L’homme en moins

Retour aux enfers de People Mountain, People Sea de Cai Shangjun. Où l’homme est décor, où l’humanité est moins que rien. 

Quel est le bon visage ? Qui est le héros ? Dans la scène d’ouverture, deux hommes tentent de prendre cette place. Du moins, croit-on qu’elle leur sera attribuée. En réalité, Cai Shangjun ne veut ni d’un salaud ni d’une victime. Il lui faut quelqu’un qui soit les deux à la fois. Première fausse piste donc : l’homme qui, dans le premier plan, marche sur une route à flanc de montagne. Deuxième fausse piste : le motard que le marcheur poignarde sauvagement dans le dos. La victime (la voici) rampe. Le salaud (le voilà) revient à la charge et s’acharne. On jurerait qu’il va prélever un ou deux organes. L’acte est filmé à distance et d’un seul jet. La présence minérale des montagnes ajoute à la sécheresse du geste, à sa violence sourde. Tout ça pour quoi ? Pour un deux roues ! Signe des temps. People Mountain, People Sea est porté sur la valeur des choses (un cochon aide à régler une dette, l’argent à mener une enquête) et sur leur usage (tout peut tuer, un couteau, une bouteille de bière, un jet, une pelle). Avant d’enfourcher la moto, le meurtrier traîne sa victime dans la poussière. Le corps ne fait plus qu’un avec la roche des montagnes du Sichuan. Pour un temps. Le titre, difficilement traduisible, le dit bien : pas de séparation entre « people » et « mountain », entre « people » et « sea », entre les personnages et le décor. L’homme est le décor. Le meurtre du motard est un crime fondateur. Du récit, d’une quête de vengeance quasi-mythologique, d’un monde sans l’homme ou qui envisagerait l’humanité comme moins que rien.

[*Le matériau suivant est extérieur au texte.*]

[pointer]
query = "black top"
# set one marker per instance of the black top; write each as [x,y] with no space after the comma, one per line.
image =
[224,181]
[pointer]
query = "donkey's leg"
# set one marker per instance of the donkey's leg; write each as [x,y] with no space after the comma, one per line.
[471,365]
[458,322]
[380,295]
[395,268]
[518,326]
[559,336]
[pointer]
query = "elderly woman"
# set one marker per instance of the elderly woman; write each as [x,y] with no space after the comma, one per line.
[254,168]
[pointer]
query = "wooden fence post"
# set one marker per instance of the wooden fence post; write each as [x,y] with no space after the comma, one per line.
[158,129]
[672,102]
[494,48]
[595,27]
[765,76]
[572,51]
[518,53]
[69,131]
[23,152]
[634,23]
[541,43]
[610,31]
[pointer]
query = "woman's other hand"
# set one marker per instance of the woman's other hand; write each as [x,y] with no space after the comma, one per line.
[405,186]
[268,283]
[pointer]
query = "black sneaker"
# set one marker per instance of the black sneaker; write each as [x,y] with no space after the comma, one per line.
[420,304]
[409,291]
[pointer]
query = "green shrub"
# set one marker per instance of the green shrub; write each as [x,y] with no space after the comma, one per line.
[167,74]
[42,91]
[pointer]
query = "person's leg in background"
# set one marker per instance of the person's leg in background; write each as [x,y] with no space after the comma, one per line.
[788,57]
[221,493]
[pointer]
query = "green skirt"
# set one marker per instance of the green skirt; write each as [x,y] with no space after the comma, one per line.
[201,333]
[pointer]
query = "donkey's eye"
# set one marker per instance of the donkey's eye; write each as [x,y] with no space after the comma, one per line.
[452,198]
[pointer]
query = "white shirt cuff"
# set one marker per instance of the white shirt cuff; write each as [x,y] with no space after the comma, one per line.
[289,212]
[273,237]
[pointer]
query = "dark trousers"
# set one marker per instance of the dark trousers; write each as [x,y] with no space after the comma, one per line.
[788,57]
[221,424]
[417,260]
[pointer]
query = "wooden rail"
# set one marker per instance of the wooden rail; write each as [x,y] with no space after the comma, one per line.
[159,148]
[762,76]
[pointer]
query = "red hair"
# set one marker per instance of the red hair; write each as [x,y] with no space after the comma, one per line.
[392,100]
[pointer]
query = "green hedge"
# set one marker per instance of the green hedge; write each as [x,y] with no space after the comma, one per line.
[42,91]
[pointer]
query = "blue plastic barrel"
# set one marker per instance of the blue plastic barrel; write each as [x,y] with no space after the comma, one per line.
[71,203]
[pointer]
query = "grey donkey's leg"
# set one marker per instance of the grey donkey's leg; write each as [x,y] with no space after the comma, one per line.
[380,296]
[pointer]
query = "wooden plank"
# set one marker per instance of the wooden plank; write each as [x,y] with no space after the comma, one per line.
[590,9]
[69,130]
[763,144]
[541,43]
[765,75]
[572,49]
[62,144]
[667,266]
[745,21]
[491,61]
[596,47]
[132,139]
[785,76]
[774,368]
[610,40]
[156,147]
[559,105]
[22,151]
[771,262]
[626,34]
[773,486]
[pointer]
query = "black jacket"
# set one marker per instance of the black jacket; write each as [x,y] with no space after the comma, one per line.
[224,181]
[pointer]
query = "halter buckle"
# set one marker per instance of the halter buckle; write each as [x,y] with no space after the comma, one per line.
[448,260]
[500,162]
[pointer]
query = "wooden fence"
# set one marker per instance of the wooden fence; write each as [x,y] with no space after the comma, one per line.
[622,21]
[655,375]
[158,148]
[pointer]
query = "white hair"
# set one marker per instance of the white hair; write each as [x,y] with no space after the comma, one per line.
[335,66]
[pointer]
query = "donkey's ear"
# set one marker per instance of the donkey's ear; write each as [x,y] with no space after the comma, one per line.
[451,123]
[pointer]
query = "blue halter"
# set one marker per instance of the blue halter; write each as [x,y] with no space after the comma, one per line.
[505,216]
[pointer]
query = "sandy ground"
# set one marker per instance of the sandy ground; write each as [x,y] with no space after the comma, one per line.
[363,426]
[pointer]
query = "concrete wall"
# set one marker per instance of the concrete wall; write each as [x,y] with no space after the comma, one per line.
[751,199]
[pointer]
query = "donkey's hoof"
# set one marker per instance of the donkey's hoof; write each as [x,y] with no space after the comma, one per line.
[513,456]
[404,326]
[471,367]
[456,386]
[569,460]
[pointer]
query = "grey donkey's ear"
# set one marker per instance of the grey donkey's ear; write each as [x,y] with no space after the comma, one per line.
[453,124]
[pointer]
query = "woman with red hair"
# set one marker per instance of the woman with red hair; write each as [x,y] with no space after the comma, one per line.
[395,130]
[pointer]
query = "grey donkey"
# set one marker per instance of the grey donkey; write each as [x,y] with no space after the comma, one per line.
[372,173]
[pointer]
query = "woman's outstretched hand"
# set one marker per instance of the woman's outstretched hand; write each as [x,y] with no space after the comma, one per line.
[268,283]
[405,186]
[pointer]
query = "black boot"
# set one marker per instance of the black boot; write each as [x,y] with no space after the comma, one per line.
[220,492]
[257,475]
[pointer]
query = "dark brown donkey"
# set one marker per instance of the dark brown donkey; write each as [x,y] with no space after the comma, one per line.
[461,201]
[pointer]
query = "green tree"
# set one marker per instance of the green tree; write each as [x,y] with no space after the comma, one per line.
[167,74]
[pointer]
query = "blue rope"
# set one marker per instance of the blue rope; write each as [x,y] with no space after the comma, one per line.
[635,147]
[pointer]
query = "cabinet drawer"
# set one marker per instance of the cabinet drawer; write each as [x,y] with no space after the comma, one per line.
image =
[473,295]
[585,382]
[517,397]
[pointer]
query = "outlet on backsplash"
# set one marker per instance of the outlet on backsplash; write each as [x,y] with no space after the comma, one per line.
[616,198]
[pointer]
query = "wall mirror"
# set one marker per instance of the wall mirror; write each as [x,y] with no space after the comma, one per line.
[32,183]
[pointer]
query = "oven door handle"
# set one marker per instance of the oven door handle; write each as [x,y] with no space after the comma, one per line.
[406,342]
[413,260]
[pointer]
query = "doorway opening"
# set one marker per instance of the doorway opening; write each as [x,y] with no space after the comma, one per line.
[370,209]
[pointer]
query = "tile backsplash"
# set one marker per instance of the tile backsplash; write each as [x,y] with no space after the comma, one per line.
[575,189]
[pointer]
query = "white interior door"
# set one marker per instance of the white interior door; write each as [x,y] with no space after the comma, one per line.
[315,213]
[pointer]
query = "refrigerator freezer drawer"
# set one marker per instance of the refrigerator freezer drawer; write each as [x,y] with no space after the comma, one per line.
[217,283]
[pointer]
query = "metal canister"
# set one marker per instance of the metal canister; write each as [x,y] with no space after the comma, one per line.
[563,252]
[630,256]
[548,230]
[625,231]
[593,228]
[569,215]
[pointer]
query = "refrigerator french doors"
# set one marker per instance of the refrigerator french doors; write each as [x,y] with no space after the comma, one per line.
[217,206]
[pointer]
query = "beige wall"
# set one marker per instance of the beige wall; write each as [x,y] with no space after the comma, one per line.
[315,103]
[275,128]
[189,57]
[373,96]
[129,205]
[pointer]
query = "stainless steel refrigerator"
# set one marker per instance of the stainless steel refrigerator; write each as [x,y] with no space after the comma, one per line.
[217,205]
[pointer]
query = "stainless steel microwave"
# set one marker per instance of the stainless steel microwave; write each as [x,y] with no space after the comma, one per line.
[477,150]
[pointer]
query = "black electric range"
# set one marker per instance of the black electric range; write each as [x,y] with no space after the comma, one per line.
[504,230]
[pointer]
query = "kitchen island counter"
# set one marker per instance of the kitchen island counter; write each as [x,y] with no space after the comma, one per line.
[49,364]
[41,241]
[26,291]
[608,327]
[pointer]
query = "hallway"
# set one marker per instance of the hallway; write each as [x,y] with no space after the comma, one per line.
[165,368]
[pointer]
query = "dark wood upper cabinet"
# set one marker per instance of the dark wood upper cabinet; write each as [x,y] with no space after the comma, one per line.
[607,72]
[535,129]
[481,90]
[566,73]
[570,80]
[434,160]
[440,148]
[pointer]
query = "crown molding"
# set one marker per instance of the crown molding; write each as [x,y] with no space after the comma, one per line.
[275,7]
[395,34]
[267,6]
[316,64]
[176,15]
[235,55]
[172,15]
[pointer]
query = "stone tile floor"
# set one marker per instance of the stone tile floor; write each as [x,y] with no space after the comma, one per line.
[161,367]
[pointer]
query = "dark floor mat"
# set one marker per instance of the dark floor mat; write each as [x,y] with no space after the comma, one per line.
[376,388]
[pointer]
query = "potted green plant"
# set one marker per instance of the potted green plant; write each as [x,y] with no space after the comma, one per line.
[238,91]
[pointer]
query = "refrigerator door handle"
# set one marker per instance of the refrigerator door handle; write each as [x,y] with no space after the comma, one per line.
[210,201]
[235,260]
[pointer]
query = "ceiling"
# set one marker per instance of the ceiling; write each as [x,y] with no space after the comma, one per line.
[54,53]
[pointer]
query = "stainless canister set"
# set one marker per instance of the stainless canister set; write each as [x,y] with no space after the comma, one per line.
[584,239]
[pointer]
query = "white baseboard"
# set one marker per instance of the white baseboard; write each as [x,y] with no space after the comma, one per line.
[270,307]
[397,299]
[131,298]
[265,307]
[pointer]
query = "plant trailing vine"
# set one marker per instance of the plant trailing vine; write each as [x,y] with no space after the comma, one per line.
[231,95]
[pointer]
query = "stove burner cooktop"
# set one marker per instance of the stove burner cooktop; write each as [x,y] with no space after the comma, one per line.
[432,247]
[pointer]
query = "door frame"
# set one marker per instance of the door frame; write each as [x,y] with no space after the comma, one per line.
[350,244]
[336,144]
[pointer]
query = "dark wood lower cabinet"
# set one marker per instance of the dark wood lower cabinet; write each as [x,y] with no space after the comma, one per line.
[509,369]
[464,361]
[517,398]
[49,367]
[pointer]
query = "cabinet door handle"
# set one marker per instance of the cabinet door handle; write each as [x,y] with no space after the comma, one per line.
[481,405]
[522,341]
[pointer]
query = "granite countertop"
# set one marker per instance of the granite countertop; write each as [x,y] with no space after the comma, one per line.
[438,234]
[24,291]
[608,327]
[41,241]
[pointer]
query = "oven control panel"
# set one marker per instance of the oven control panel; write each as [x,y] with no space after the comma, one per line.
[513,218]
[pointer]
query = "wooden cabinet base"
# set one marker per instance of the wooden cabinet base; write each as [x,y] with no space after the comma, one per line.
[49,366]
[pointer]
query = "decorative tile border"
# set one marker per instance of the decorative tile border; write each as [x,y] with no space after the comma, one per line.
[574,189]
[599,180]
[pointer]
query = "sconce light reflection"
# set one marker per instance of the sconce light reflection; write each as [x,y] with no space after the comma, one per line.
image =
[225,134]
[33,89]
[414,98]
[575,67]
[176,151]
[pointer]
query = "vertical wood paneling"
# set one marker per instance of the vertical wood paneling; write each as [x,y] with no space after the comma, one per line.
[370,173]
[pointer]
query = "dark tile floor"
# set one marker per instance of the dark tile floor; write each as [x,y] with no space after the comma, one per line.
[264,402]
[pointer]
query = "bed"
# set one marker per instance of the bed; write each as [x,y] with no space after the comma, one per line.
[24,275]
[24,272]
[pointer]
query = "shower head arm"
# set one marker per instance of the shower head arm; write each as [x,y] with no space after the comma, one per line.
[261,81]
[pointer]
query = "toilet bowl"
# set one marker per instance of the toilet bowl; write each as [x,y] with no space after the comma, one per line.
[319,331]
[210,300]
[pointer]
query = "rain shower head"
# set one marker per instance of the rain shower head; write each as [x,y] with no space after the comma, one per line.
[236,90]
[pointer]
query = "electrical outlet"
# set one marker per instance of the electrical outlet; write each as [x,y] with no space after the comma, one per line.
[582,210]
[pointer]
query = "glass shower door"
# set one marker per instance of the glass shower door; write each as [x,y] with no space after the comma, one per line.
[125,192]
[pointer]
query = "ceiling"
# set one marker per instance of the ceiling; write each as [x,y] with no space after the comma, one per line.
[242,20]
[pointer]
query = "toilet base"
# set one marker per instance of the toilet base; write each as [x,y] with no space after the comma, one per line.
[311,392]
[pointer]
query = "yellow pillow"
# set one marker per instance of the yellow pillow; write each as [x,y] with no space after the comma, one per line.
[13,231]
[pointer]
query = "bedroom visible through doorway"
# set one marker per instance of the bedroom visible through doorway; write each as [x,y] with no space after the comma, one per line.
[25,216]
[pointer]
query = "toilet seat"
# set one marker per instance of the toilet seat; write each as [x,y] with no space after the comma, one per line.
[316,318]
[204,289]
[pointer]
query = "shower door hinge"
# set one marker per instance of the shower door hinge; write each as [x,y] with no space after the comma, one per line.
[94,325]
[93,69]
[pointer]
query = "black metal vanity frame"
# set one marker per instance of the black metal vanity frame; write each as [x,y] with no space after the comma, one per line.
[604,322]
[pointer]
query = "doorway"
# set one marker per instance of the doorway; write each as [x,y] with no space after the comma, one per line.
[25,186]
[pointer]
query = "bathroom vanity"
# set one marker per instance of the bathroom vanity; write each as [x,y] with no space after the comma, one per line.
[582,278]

Parmi la foule de motards qu’il rencontre, le tueur aurait pu choisir n’importe lequel. Rien ne les distingue. Leur moto se ressemblent toutes. En miroir, les mineurs clandestins de la dernière partie du film – la plus tétanisante –  représentent une foule anonyme, comparable aux « poilus » qui s’écroulent dans le no man’s land des Sentiers de la gloire de Kubrick. Le monde de People Mountain, People Sea est merdique. De même qu’un cadavre peut passer pour de la roche, il est possible de ne plus faire de différence entre une personne et un mur. On tape dessus, ça s’écroule. L’ouvrier qui casse du charbon avec son pic ne s’y prendrait pas autrement pour fendre le crâne d’un autre ouvrier. La pratique est courante dans le microcosme enténébré et totalitaire de la mine. L’humain est dévalué, dans les hauteurs comme dans les profondeurs. Quand on découvre Lao Tie, le héros de People Mountain…, le vrai, il est en pleine besogne, suspendu à un câble. Dans ses mains, un pieu et un burin. Ironiquement, on lui fait reproduire le geste qui a ôté la vie à son frère.

Les fausses pistes narratives de la séquence d’ouverture sont de vraies pistes d’enquête policière. Lao Tie a à charge de venger son frère. Cai Shangjun s’est inspiré d’un fait divers. Il a tourné sur les lieux authentiques du drame. Son regard sur la Chine, sinistre, documentaire, ouvert « aux aléas du réel », vivra plus longtemps et mieux comme voyage « au cœur des ténèbres », entre haut et bas (n’oublions pas les bas-fonds kurosawaiens de Chongqinq), ville et campagne, verticalité et horizontalité, poussière blanche et poussière noire. « Chacun son destin » déclare l’ami magicien de Lao Tie. Le charlatan sait qu’il n’est d’aucun secours. Son influence ne dépassera jamais pas le périmètre de leur petite bourgade. Il faut entrer dans d’autres cercles, affronter d’autres enfers. La Chine, l’autre pays des droits de l’Homme, de Sisyphe et d’Apocalypse Now.